Here is some of the symptoms of dog penis diseases :
- always out
- Swollen foreskin
- Color change (should be pink or reddish)
- Excessive licking of the genitals
If you observe any of these symptoms, your dog may have one of the following problems:
Phimosis is the dog’s inability to push out his penis because the opening has become too small. Usually, due to the inflammation, the dog excessively licks the area and dirt accumulates there, causing an infection.
This problem is usually only noticed by guardians when the dog tries to breed and fails. But the problem can be identified by observing other symptoms, such as:
- Inability to urinate
- Accumulation of urine on the foreskin
- Excessive licking
This condition can be congenital or acquired. The only way to treat phimosis in dogs is through surgery, which aims to widen the opening of the foreskin so that the penis can exit smoothly.
This is a very serious problem, because the dog can force his penis out, but he will then be unable to retract it.
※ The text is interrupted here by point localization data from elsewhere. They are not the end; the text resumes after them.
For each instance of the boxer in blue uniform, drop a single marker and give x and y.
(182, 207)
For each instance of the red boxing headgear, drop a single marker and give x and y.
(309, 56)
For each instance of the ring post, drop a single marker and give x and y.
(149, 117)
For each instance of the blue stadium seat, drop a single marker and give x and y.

Paraphimosis is the exteriorization of the penis without it being able to return inside the preputial cavity. The causes can be the same as for phimosis, which is a small hole in the foreskin that allows the dog to protrude its penis during erection, but prevents it from coming back into place. However, other causes, such as trauma, problems with the musculature of the foreskin, reduced size of the foreskin, and even neoplasms (such as transmissible venereal tumor), can cause it.
Symptoms are: a penis always sticking out, which may seem normal but over time can cause problems, such as cuts and cracks. Therefore, if your dog has a swollen penis and is unable to retract it, you should definitely get him to the vet as soon as possible.
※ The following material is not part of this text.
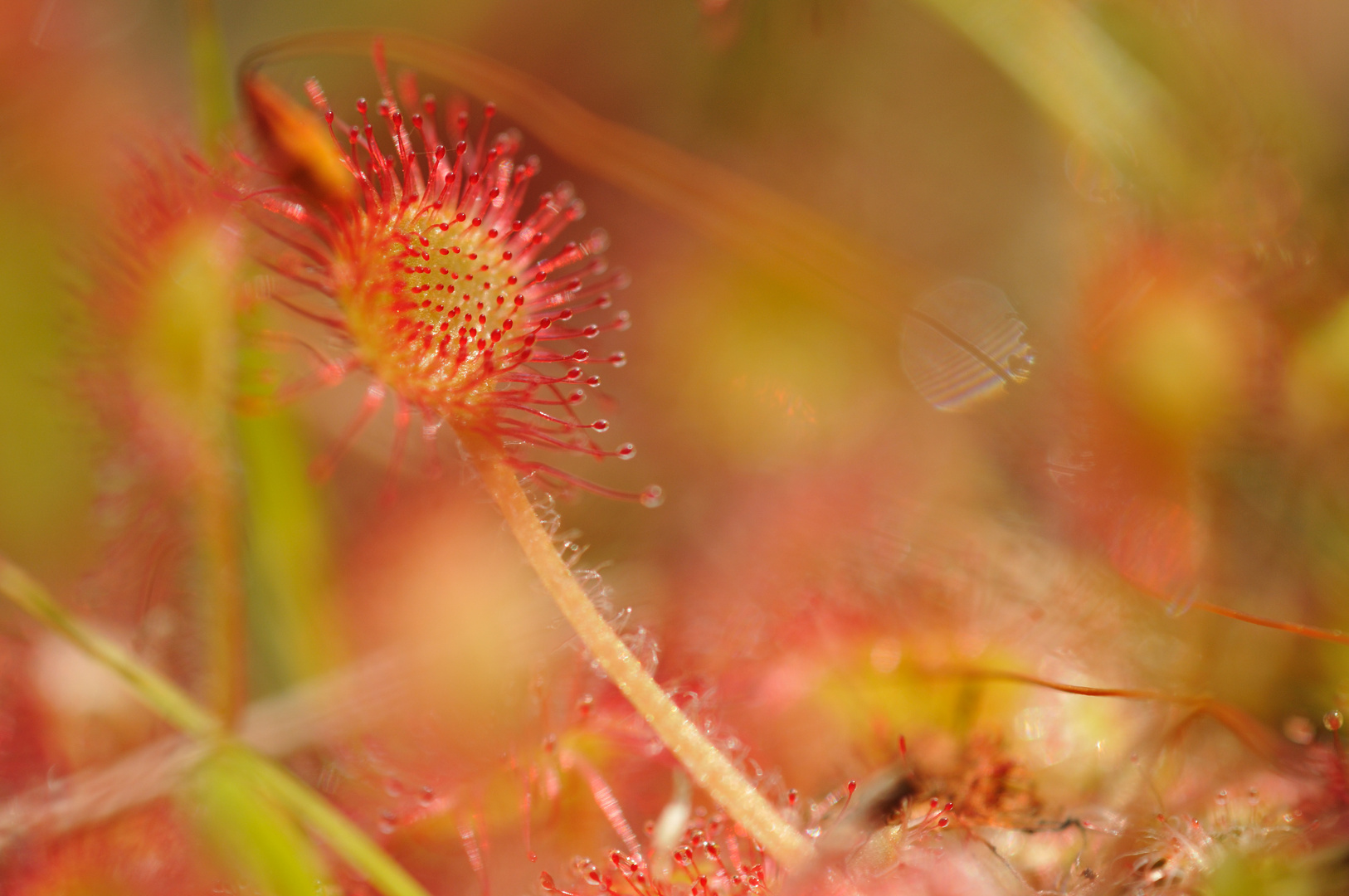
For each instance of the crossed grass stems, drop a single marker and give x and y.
(737, 213)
One of the most common problems a dog’s penis can suffer from is trauma. Trauma can occur during copulation (for example, trying to separate two dogs that are stuck together) or during an accident that injures the dog’s penis.
Another very common cause of injury in this area is the intrusion of foreign bodies, such as dried grass entering the preputial cavity or even a urinary stone.
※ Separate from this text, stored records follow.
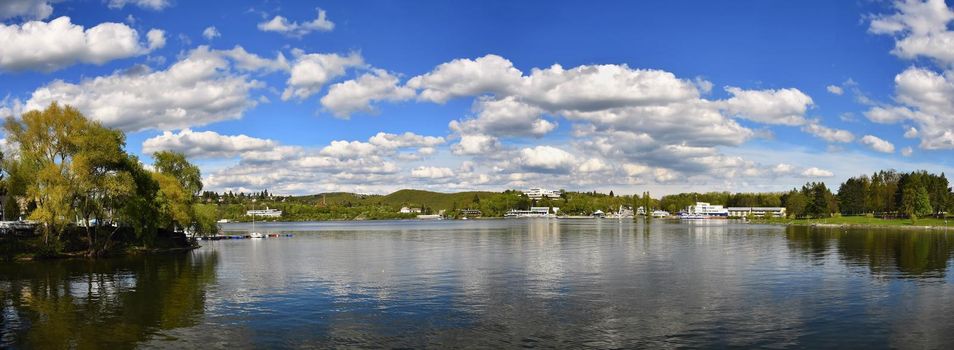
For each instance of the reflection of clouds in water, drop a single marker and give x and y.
(572, 283)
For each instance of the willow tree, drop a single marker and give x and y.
(46, 142)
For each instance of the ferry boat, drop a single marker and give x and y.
(534, 212)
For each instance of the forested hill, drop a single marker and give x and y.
(434, 199)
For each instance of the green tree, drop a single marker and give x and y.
(795, 203)
(176, 165)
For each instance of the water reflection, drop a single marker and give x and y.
(112, 303)
(500, 284)
(888, 253)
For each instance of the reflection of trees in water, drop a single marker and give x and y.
(111, 303)
(883, 251)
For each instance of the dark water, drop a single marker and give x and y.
(500, 284)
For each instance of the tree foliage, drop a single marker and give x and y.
(71, 174)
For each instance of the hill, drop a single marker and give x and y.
(436, 200)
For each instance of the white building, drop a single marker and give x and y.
(269, 213)
(537, 193)
(406, 210)
(739, 212)
(641, 211)
(706, 209)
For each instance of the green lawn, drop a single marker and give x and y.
(863, 220)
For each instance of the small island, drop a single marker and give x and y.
(70, 189)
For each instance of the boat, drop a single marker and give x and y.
(534, 212)
(255, 234)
Balanoposthitis in dogs is an inflammation of the glans and the lining of the foreskin. Balanitis is an inflammation of the glans and posthitis is an inflammation of the foreskin. In most cases, these two processes occur simultaneously and are therefore called balanoposthitis.
Balanoposthitis is very common in dogs and its symptoms are:
- Pus on the foreskin
- Excessive licking of the area
The causes can be many, but the most common is the presence of opportunistic bacteria which usually live in the dog’s penis.
Transmissible venereal tumor
TVT (transmissible venereal tumor) in dogs is one of the most common neoplasms. This tumor is sexually transmitted and can affect both males and females. During mating, small lesions may appear on the penis and vagina, which allow tumor cells to enter.
The symptoms are: nodules in the genital area, bleeding and even an obstruction of the urethra, which prevents the dog from urinating normally.
The treatment is generally based on chemotherapy and/or radiotherapy sessions. The prognosis depends on the case, but if detected in time, treatment is usually very effective.